Peut-être qu’il est temps d’en finir une fois pour toutes avec les clichés: non, le romanche n’est pas un mélange entre l’allemand et l’italien; c’est une langue latine à part entière, et de ces deux langues, c’est l’italien qui s’en rapproche le plus. Non, à raison de tout juste 20%, on ne parle pas que le romanche aux Grisons, aussi réjouissant que cela puisse l’être. Non, Bad Ragaz n’est ni romanchophone ni situé dans les Grisons. Et enfin, le Rumantsch Grischun n’est ni un festival de musique à Davos, qui au demeurant est germanophone, ni une tourte aux noix. Le Rumantsch Grischun, créé en 1982 par le professeur Heinrich Schmid de l’Université de Zurich, est la tentative d’une langue écrite qui réunit les cinq idiomes romanches dont chacun possède déjà sa propre forme écrite. C’était dès lors pour des raisons émotives qu’une partie de la société romanche s’est récemment opposée à cette espèce d’ingénierie linguistique, aussi utile qu’elle soit pour la communication inter-romanche.
En décembre dernier, le bras de fer entre adhérents et opposants à cette langue a finalement cessé lorsque le Grand Conseil grison a décidé de maintenir à la fois les idiomes ainsi que le Rumantsch Grischun comme langues des méthodes d’enseignement. Tandis que nos collègues de la radio DRS et de la presse écrite alémanique ont couvert ce résultat très consensuel et historique, les médias romands se sont surtout distingués par leur absence.

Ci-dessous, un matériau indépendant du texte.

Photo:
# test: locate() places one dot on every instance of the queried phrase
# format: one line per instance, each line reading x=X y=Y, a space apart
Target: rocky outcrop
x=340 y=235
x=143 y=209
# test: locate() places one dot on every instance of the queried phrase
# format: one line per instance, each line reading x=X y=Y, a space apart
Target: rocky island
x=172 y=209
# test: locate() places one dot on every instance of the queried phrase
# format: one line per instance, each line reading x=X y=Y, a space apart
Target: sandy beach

Les absents auraient-ils toujours tort? D’une part, il faut se rendre compte qu’un voyage de Genève à New York en avion dure presque aussi longtemps qu’un voyage en transports publics de Genève à Martina en Engadine. Les Grisons, pour la Suisse romande, c’est donc avant tout un pays lointain à l’autre bout de l’Arc alpin. Et pourquoi la Suisse romande devrait-elle s’intéresser à ces «mornes» Grisons, avec leurs langues incompréhensibles, alors qu’il y aurait par exemple la Polynésie, le Québec ou d’autres pièces de la mosaïque francophone infiniment plus exotiques et sans barrière linguistique?

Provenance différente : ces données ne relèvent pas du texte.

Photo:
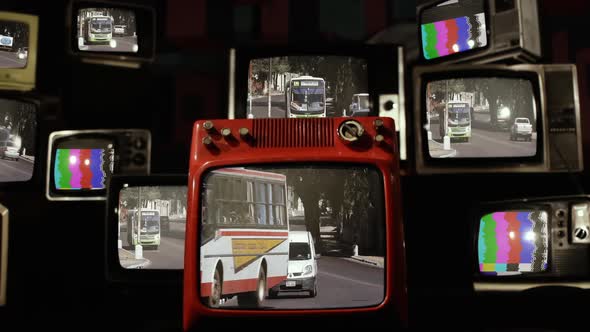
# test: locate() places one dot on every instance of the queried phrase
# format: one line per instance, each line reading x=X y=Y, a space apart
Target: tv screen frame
x=111 y=135
x=4 y=238
x=559 y=271
x=145 y=17
x=37 y=165
x=425 y=164
x=385 y=84
x=458 y=55
x=22 y=79
x=115 y=273
x=205 y=158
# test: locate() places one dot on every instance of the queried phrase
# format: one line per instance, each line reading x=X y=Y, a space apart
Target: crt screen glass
x=513 y=242
x=307 y=86
x=107 y=30
x=262 y=228
x=14 y=44
x=18 y=132
x=155 y=218
x=487 y=117
x=453 y=27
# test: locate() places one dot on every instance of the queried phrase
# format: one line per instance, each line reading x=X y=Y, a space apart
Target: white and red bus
x=244 y=233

D’autre part, il serait temps de s’interroger une fois sur les raisons d’être de ce projet suisse. Sans vouloir jouer la relation de la Suisse romande avec le reste de la Francophonie contre sa relation avec les autres régions de ce pays, le désintérêt romand pour ces dernières se fait ressentir assez fréquemment. Combien de Suisses romands ont fait un «Welschlandjahr» (année d’échange en Suisse romande) à l’envers? Combien de Suisses romands seraient capables de citer plus de six cantons alémaniques? En plus de l’anglais, est-ce que l’apprentissage d’une deuxième langue nationale est vraiment une trop grande sollicitation?
L’exemple de la SSR avec ces quatre régions audiovisuelles très différentes sert de modèle d’une coopération interculturelle réussie. Elle ne vise pas l’uniformité en respectant profondément les différences. Cependant, à l’intérieur de cette institution, tout comme dans le reste de la Suisse, ce respect dépasse parfois l’intérêt que l’on pourrait avoir pour l’autre.
Je me permets de terminer par l’appel suivant: Suisses romands de tous les cantons – unissez-vous et mettez-vous à la découverte des autres régions linguistiques de Suisse, y compris de la Suisse romanchophone.